I will plot the same metrics as the ones used in logistic regression for different values of K.

knn_metrics <- function(k){
  prediction <- knn(train = train_x_scaled,
                    test = test_x_scaled,
                    cl = train_y,
                    k = k)
  
  conf <- confusionMatrix(prediction, 
                          reference = test_y,
                          positive = "1")
  
  res <- c(conf$overall[1], conf$byClass[1], conf$byClass[2], conf$byClass[3])
  return(res)
}
knn_result <- matrix(nrow = 100, ncol = 4)
  
for(i in 1:100){
  knn_result[i, ] <- knn_metrics(i)
}

knn_result <- as.data.frame(knn_result) %>% 
  rename(Accuracy = V1,
         Recall = V2,
         Specifity = V3,
         Precision = V4) %>% 
  mutate(k = seq(1, 100, length = 100))

Plotting the metrics for different values of K.

knn_result %>% 
  gather(key = "metrics", value = "value", -k) %>% 
  ggplot(mapping = aes(x = k,
                       y = value,
                       col = metrics)) +
  geom_line(lwd = 1) +
  labs(title = "Metrics for Different Cutoffs",
       y = "Value") +
  theme_minimal() +
  theme(legend.position = "top",
        legend.title = element_blank(),
        plot.title = element_text(hjust = 0.5))

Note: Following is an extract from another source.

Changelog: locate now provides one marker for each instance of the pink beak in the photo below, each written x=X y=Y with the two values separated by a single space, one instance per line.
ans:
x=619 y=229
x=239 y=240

Again, deciding which value of K is the most optimum will depend on the business case. I personally think that using \(K = 41\) is the most optimal K.

pred_knn <- knn(train = train_x_scaled,
                 test = test_x_scaled,
                 cl = train_y,
                 k = 41)

conf_matrix <- confusionMatrix(pred_knn,
                               reference = test_y,
                               positive = "1")

eval_knn <- data.frame("Accuracy" = conf_matrix$overall[1],
                       "Recall" = conf_matrix$byClass[1],
                       "Specificity" = conf_matrix$byClass[2],
                       "Precision" = conf_matrix$byClass[3],
                       "Neg.Pred.Value" = conf_matrix$byClass[4],
                       row.names = NULL)

eval_knn

Here is the final result, using KNN with \(K = 41\) gives us 82.1% accuracy, 74.64% recall, 83.3% specificity, 41.7% precision, and 95.35% negative prediction value.

5 Comparison Between Logistic Regression and KNN

Here are the results of optimized logistic regression and KNN algorithm.

# Logistic Regression Evaluation

eval_logreg
# KNN Evaluation

eval_knn

There is only a slight difference in the metrics of logistic regression and KNN. In overall, K - Nearest Neighbor algorithm gives better prediction on this dataset, although the recall is slightly less than logistic regression.

6 Conclusion

For predicting the telecommunication customer churn dataset, using both KNN and logistic regression gives similar result, with KNN having a slightly better metrics in overall. Despite the accuracy, using logistic regression algorithm gives more benefit than KNN, since the result is more interpretable and it can also handle categorical variables. The model would perform better if there are more data regarding this case. There is a moderate class imbalance in the data, where 85% of the observations belong to the customer who will keep using telecommunication provider’s services. Thus, the model was having difficulties to learn the characteristics of customers who will leave the services well. If there were more observations regarding customers who will leave services, I am pretty sure the model would perform better in classifying them.